Research Interests/Areas

A complex gene regulatory network orchestrates the establishment of Peripheral nervous system (PNS) and central nervous systems (CNS) during embryogenesis, particularly in controlling the formation, proliferation, migration of multipotent progenitors and the decision between neuronal and glial fate acquisition. Consequently, dysregulation of gene batteries leads to variety of neurological disorders.

Our laboratory is focusing on investigating the molecular mechanisms underlying the pathophysiology of neuropathic pain which is induced by central/peripheral nerve injury or diseases.
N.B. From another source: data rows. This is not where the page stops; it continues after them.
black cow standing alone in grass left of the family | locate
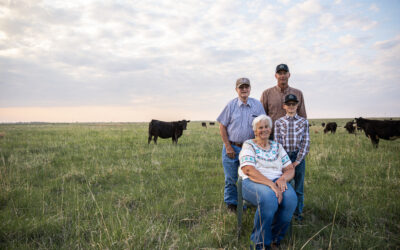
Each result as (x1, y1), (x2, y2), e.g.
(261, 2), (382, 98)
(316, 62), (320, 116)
(148, 120), (190, 144)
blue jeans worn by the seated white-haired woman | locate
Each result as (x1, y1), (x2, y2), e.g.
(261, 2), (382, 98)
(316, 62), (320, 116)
(242, 178), (297, 247)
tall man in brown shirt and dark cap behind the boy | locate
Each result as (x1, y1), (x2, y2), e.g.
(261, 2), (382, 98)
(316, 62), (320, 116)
(260, 64), (307, 132)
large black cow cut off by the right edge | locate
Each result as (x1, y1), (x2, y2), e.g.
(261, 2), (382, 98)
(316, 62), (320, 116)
(356, 117), (400, 148)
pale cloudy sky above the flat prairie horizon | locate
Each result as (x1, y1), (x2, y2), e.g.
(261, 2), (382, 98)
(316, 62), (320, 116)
(0, 0), (400, 123)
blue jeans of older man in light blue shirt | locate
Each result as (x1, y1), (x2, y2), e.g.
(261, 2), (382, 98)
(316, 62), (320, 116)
(222, 144), (242, 205)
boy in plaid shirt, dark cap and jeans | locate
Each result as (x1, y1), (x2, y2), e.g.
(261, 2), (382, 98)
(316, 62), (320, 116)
(275, 94), (310, 221)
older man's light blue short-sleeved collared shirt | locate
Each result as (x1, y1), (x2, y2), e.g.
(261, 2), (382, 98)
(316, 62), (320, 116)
(217, 97), (265, 143)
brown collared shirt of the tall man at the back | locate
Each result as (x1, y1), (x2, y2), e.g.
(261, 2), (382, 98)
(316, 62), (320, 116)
(260, 86), (307, 123)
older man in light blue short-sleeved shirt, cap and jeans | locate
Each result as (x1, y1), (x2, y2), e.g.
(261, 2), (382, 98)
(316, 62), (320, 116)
(217, 78), (265, 212)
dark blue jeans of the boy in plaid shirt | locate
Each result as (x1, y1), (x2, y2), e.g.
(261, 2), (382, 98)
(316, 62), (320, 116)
(288, 152), (306, 215)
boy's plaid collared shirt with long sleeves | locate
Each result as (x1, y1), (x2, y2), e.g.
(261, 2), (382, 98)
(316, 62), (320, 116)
(275, 114), (310, 163)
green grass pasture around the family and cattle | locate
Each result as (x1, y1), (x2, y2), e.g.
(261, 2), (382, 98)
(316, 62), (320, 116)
(0, 120), (400, 249)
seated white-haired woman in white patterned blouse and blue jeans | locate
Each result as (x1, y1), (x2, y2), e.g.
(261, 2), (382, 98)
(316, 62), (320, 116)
(239, 115), (297, 249)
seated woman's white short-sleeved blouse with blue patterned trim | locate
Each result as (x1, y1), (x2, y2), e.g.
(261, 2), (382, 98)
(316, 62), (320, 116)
(239, 140), (292, 181)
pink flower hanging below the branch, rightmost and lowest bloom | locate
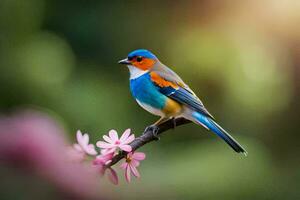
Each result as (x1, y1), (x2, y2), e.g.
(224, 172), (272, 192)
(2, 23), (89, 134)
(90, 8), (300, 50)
(120, 152), (146, 183)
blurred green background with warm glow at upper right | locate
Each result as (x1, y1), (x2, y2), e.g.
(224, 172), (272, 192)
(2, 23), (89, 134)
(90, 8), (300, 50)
(0, 0), (300, 200)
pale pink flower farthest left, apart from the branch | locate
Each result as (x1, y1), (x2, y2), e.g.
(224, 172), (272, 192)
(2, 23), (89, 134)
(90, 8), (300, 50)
(73, 130), (97, 156)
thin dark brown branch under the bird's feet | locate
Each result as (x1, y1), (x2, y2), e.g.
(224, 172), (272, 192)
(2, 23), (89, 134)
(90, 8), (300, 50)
(106, 118), (190, 167)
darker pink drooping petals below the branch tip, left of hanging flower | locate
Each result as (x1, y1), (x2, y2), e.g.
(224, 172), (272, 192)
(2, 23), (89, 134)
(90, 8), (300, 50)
(93, 152), (119, 185)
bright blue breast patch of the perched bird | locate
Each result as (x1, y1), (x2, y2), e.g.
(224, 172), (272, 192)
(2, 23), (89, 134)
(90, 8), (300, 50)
(130, 73), (167, 109)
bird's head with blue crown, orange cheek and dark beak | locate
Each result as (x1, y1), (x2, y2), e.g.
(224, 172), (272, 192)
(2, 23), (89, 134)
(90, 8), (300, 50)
(119, 49), (157, 70)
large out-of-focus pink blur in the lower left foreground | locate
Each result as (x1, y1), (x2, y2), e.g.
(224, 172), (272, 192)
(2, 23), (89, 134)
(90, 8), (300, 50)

We are leveraging the power of clinical associated study, stem cell biology, somatic cell reprogramming, omics based metabolic and single-cell technologies to unravel the pain signaling for identifying therapeutic targets and explore alternative approaches for nerve repairs and regeneration.

Our laboratory is also interested in studying the cell signaling in determining the neuronal- glial cell fate during PNS development. We use chicken/mouse animal model and organoids derived from human cells to understand their functions in normal developmental process and human congenital disorders. We have further expanded research interests in elucidating the disease mechanism of the neuronal-glial interaction in spinal cord muscular atrophy using patients’ somatic cells derived human pluripotent stem cells and mouse model.